Тадухеппа была готова к тому, что у нее отнимут имя, но все равно почувствовала острый укол в груди, словно теряла что-то очень важное и ценное. Она молча встала и поклонилась. На этом официальная часть приема была завершена, и начался пир. Иногда ей задавали вопросы и вежливо выслушивали, после чего забывали о ее существовании. Вино лилось рекой, гости все больше и больше раскрепощались. Музыка стала громче, в зал вбежали голые танцовщицы в звенящих браслетах и стали веселить публику нескромными танцами и акробатическими номерами. Молодой фараон со своей женой кормили друг друга фруктами и обнимались, изредка косясь на Тадухеппу и хихикая. Царевна чувствовала себя чужой, совсем чужой. Как потерявшийся ребенок, она оглядывалась вокруг и едва сдерживала слезы. Когда стало совсем невыносимо, она попросила толмача перевести Тии, что очень устала и хотела бы отправиться в свои покои. Царица сочувствующе покивала и приказала слугам проводить ее.

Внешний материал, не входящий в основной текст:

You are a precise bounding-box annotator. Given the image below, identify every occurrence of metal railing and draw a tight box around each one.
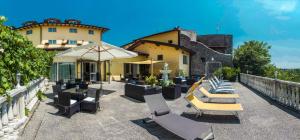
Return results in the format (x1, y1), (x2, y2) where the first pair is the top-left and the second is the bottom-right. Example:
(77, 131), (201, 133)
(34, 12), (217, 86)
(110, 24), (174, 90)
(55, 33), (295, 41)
(0, 78), (48, 139)
(240, 73), (300, 112)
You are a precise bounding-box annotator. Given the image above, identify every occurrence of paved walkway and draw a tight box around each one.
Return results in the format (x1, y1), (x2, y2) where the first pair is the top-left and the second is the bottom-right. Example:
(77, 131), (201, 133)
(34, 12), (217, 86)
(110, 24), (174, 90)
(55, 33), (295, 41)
(20, 82), (300, 140)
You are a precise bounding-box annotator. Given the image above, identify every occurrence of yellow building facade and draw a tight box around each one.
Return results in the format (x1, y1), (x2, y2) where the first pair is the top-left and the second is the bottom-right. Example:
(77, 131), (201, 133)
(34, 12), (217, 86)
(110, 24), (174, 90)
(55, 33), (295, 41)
(14, 18), (108, 81)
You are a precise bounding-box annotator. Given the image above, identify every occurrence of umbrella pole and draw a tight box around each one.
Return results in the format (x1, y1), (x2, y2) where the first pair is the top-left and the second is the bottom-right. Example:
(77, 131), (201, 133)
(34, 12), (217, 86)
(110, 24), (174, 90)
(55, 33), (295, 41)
(151, 58), (153, 76)
(98, 46), (102, 90)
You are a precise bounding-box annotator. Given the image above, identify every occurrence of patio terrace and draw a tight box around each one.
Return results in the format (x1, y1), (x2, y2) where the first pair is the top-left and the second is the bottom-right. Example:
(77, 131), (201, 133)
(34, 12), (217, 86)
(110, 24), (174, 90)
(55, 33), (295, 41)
(19, 82), (300, 140)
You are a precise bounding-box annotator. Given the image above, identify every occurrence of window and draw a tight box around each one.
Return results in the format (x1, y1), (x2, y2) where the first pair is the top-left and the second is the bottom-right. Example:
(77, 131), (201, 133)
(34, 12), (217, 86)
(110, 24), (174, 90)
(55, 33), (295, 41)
(69, 40), (77, 45)
(49, 40), (56, 44)
(200, 57), (205, 63)
(182, 55), (188, 64)
(89, 30), (94, 35)
(48, 28), (56, 32)
(26, 30), (32, 35)
(69, 28), (77, 33)
(157, 54), (164, 60)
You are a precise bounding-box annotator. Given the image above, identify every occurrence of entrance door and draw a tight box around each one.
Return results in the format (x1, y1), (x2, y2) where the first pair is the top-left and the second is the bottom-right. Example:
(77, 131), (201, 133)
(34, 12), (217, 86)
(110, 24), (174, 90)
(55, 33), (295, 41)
(90, 62), (97, 82)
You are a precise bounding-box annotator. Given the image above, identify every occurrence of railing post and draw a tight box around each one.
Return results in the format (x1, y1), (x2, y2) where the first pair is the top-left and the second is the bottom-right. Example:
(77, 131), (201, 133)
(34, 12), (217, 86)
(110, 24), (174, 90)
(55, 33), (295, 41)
(1, 102), (9, 138)
(0, 104), (4, 139)
(13, 96), (20, 120)
(19, 92), (25, 119)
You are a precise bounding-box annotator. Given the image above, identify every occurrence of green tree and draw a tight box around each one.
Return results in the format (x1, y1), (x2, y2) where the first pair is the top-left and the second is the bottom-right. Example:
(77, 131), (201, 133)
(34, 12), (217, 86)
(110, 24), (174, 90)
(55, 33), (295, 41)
(0, 16), (53, 95)
(233, 40), (271, 75)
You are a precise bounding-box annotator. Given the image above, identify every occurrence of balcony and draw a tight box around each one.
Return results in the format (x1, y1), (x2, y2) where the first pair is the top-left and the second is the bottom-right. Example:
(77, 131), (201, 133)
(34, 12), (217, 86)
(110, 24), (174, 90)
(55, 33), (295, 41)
(14, 77), (300, 140)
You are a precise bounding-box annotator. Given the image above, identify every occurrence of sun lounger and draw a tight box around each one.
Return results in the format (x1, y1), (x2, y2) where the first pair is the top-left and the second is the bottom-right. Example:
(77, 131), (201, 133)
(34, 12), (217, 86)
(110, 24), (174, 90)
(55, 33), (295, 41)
(208, 80), (235, 93)
(144, 94), (213, 140)
(209, 78), (233, 89)
(213, 75), (232, 86)
(185, 92), (243, 117)
(197, 87), (239, 102)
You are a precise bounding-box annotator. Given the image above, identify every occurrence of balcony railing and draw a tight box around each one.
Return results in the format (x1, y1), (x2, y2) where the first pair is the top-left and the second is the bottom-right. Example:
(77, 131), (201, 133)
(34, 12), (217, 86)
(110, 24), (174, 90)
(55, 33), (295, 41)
(0, 78), (48, 139)
(240, 73), (300, 112)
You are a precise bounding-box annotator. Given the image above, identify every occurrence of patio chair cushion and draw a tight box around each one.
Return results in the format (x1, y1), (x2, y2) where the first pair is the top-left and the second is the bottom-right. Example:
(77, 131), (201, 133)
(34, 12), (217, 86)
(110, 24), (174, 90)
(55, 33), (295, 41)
(83, 97), (95, 102)
(70, 100), (77, 105)
(154, 109), (170, 116)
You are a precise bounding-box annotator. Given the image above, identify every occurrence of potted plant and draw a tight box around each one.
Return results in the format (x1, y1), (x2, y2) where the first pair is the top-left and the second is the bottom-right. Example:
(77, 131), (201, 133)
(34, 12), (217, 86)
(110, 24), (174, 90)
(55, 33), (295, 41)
(106, 72), (111, 83)
(145, 75), (158, 87)
(161, 80), (181, 99)
(160, 63), (181, 99)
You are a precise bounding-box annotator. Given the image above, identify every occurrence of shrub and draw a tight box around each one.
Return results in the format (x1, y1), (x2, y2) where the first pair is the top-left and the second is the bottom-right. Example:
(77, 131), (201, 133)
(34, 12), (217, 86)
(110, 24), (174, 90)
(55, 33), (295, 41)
(145, 75), (158, 86)
(36, 90), (46, 101)
(0, 16), (54, 95)
(214, 67), (239, 82)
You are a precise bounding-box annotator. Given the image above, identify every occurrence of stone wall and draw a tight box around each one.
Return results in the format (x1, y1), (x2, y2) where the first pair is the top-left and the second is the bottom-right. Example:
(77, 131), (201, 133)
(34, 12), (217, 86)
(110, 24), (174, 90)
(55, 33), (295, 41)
(197, 34), (232, 54)
(180, 34), (232, 75)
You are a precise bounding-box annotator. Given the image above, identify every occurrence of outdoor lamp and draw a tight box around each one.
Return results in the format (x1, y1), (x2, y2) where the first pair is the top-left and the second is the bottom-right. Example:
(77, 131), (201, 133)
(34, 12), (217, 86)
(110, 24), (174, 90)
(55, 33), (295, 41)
(16, 72), (21, 88)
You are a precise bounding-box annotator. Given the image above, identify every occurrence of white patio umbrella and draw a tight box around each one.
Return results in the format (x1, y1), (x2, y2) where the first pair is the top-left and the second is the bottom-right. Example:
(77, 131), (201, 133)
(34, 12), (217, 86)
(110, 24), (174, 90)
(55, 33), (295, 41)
(54, 41), (137, 89)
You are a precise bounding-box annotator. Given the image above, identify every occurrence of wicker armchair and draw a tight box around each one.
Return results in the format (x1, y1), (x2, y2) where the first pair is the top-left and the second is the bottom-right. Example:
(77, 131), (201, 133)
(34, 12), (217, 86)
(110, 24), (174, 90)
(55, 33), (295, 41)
(80, 88), (100, 113)
(58, 92), (80, 118)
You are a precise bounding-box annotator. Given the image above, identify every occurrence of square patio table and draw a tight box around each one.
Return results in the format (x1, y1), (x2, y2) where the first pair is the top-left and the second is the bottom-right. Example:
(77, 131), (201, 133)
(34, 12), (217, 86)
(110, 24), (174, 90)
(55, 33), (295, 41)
(63, 87), (88, 101)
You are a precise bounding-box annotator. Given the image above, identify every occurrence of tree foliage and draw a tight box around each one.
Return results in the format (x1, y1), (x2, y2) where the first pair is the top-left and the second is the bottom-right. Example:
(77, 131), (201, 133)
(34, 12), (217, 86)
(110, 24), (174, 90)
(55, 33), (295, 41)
(233, 40), (271, 75)
(0, 16), (53, 95)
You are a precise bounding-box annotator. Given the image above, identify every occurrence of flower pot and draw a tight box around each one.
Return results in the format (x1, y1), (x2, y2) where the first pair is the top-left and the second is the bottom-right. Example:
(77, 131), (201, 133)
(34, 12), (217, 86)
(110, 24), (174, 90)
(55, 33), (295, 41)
(162, 85), (181, 99)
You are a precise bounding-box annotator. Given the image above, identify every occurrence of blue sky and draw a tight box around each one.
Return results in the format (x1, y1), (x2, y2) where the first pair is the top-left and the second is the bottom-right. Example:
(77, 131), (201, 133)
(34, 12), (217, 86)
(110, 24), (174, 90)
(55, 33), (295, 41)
(0, 0), (300, 68)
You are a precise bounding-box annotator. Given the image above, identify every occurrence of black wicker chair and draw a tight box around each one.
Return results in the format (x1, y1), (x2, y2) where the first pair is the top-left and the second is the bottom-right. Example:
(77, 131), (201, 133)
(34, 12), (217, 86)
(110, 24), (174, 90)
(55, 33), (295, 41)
(52, 85), (62, 105)
(79, 82), (89, 89)
(56, 80), (64, 85)
(66, 82), (76, 89)
(80, 88), (100, 113)
(58, 92), (80, 118)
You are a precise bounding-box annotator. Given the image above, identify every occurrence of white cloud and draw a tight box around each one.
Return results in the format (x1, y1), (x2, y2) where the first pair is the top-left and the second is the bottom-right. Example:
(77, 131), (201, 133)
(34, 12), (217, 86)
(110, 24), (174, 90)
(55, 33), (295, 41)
(255, 0), (298, 20)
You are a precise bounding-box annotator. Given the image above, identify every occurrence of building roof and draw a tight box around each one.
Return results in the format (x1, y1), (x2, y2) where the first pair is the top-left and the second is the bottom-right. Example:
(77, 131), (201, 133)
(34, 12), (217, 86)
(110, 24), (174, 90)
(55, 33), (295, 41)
(127, 40), (195, 53)
(121, 27), (182, 48)
(14, 18), (109, 32)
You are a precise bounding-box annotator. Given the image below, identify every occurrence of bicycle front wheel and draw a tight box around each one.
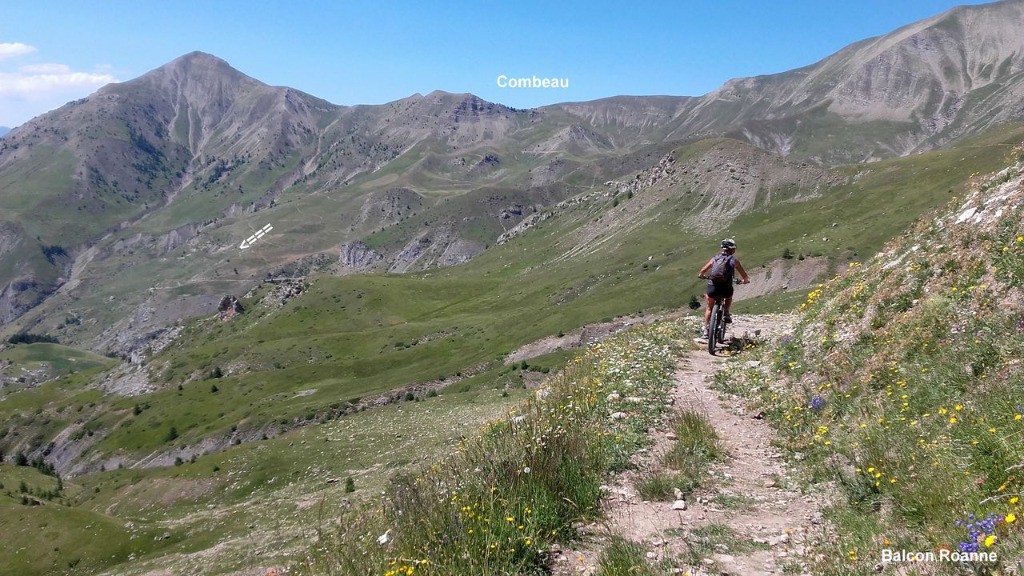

Покои находились в небольшом дворце, стоящем поодаль от царского.
– Добро пожаловать в Место Красоты, – поприветствовала ее нарядная немолодая дама. – Здесь живут жены его величества Аменхотепа Третьего. У его величества Аменхотепа Четвертого еще нет своего гарема, поэтому ваше высочество будет жить здесь. Тем более что этот гарем вместе с дворцом отойдет наследнику, равно как и другое имущество, когда старого фараона призовут к себе боги… Да живет он вечно, вековечно, – торопливо закончила она и широким жестом пригласила войти внутрь.
Центральный зал Места Красоты, гораздо меньший, чем зал в главном дворце, был не менее роскошным. Но здесь было и гораздо уютнее, чувствовалось присутствие женщин. Везде были россыпи живых цветов, всевозможных дорогих безделушек – ларцов, ваз, сундуков, статуэток. Посередине зала была большая купальня, в которую била струйка воды из открытой пасти каменного льва. Однако зал был безлюдным.
– Уже поздно, и жены разошлись по своим покоям. Здесь довольно рано ложатся спать, если только его величество не почтит своим присутствием. Но такого уже давно не случалось. Я покажу твою опочивальню, госпожа.
Покои Тадухеппы занимали целое крыло. Здесь тоже была центральная комната, окруженная небольшими спальнями. К радости царевны, она увидела знакомые лица – своих слуг и сопровождающих, которые уже успели разместиться вместе со скарбом. Пока служанки раздевали, мыли и расчесывали свою госпожу, она крепилась, но когда осталась одна в широкой холодной кровати, она не выдержала и беззвучно разрыдалась, повторяя:
– Шубад, о Шубад, на кого ты меня оставила?
Утром Тадухеппа проснулась от яркого света. Несмотря на то что окно было завешено циновкой, жгучее египетское солнце залило комнату царевны своими всепроникающими лучами и пробудило ее от тяжелого сна. Служанка, лежавшая на узкой кушетке у входа в опочивальню, встрепенулась и быстро встала.
– Госпожа изволит облачаться?
Тадухеппа кивнула. Однако вместо ее слуг в комнату вошли женщины в египетских одеждах, среди которых половину составляли чернокожие кушитки. Они принесли с собой ларцы, кувшины и подносы с множеством незнакомых инструментов.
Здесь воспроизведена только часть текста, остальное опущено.